Lo que están esperando los colombianos es una cuidadosa revisión de las reformas tributaria, laboral, pensional y de salud propuestas para que no perjudiquen a la mayoría de colombianos el (91,5 %) que en estos tiempos de pandemia han visto disminuidos sus ingresos y sus posibilidades de trabajo y subsistencia. Una forma alterna para no desangrar a la clase trabajadora con nuevos impuestos sería la de conseguir recursos para reducir el hueco fiscal, bajando los gastos del gobierno y recortando las billonarias nóminas de la burocracia en el congreso, ministerios, departamentos y municipios, estableciendo un equilibro entre el gasto público y los ingresos fiscales, como lo hicieron, con buenos resultados, en Chile que tenía una deuda pública de 32% del PIB al cerrar 2020. Eso mismo se debería hacer en Colombia, con alta prioridad, ya que aquí la deuda subió a 60% del PIB, y el gobierno siguió gastando en publicidad desmedida, en costosos helicópteros, en carros con blindaje y en los aviones de combate Lockheed que tiene negociados, y que costarán la astronómica cifra de US $ 4,500. 000.000 (cuatro mil quinientos millones de dólares), que bien se podrían aplicar para paliar la crisis económica. ¿No les parece de elemental sentido común?
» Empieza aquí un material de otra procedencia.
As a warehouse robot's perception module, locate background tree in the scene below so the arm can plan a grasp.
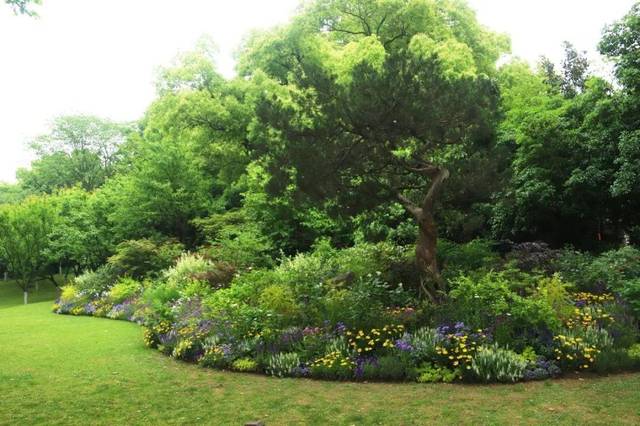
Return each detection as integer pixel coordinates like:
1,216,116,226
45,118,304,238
4,0,42,16
240,1,508,299
18,115,131,193
0,197,56,304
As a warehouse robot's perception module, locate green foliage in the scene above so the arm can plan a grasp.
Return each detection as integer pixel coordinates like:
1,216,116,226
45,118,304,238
445,272,560,346
404,327,440,363
593,349,640,374
107,277,142,305
0,197,56,293
628,343,640,361
471,345,527,382
416,363,462,383
265,352,300,377
438,239,500,277
194,212,273,268
260,284,300,322
360,355,415,381
73,265,118,297
18,115,132,193
535,273,574,320
231,358,258,372
108,239,184,279
310,351,356,380
619,277,640,318
163,253,235,288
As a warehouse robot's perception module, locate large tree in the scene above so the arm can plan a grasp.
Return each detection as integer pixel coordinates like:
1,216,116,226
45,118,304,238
18,115,131,193
0,197,56,304
239,0,508,300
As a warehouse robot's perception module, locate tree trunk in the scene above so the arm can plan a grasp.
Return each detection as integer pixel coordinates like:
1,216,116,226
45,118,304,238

Estas consideraciones también deben reflexionarlas los congresistas antes de cometer el grave error de apoyar esos gastos y esas reformas que van en detrimento de la economía del país y, por ende, de todos los ciudadanos. Si las apoyan, demostrarán que no son sus legítimos representantes y voceros, arriesgándose a no volver a ser elegidos. Así mismo, los políticos aspirantes, en las próximas elecciones, a alcaldías, gobernaciones y presidencia de la República, también deben comprender que la gente empieza a abrir los ojos y a no “tragar entero” (gracias a la divulgación masiva de información y noticias en las redes sociales), y comienzan a reconocer a los lobos que suelen disfrazarse de pacíficas ovejas, animalitos que se santiguan, tocan guitarra, sonríen en las entrevistas, muestran cara de “yo no fui”, prometen y no cumplen. También deben entender que el pueblo que (“somos todos los que no estamos en el gobierno”), ha ido aprendiendo a reconocer a los mentirosos y manipuladores que, en campañas electorales dicen que no subirán impuestos, que la educación y la salud serán gratuitas, que aman la paz, que fomentarán el empleo…, pero que tan pronto son elegidos y adquieren poder, se les hincha el pecho de vanidad, prepotencia y cinismo, y entonces, dejan de ponerse la mano en el pecho, y cuando la gente no los ve, reniegan y vociferan antes de dar la orden de silenciar a quienes les cantan la verdad y protestan por sus erróneas actuaciones.

 

Todos los políticos, gobernantes y ciudadanos debemos recordar que los verdaderos cambios siempre llegan empujados por el pueblo en ejercicio de la democracia, como lo advirtió Anselmo Pérez-Sierra a su amigo Genarius, el personaje central del relato “El demócrata”, y como lo sentenció Abrahan Lincoln cuando dijo: “La democracia es el gobierno del pueblo, por el pueblo y para el pueblo”.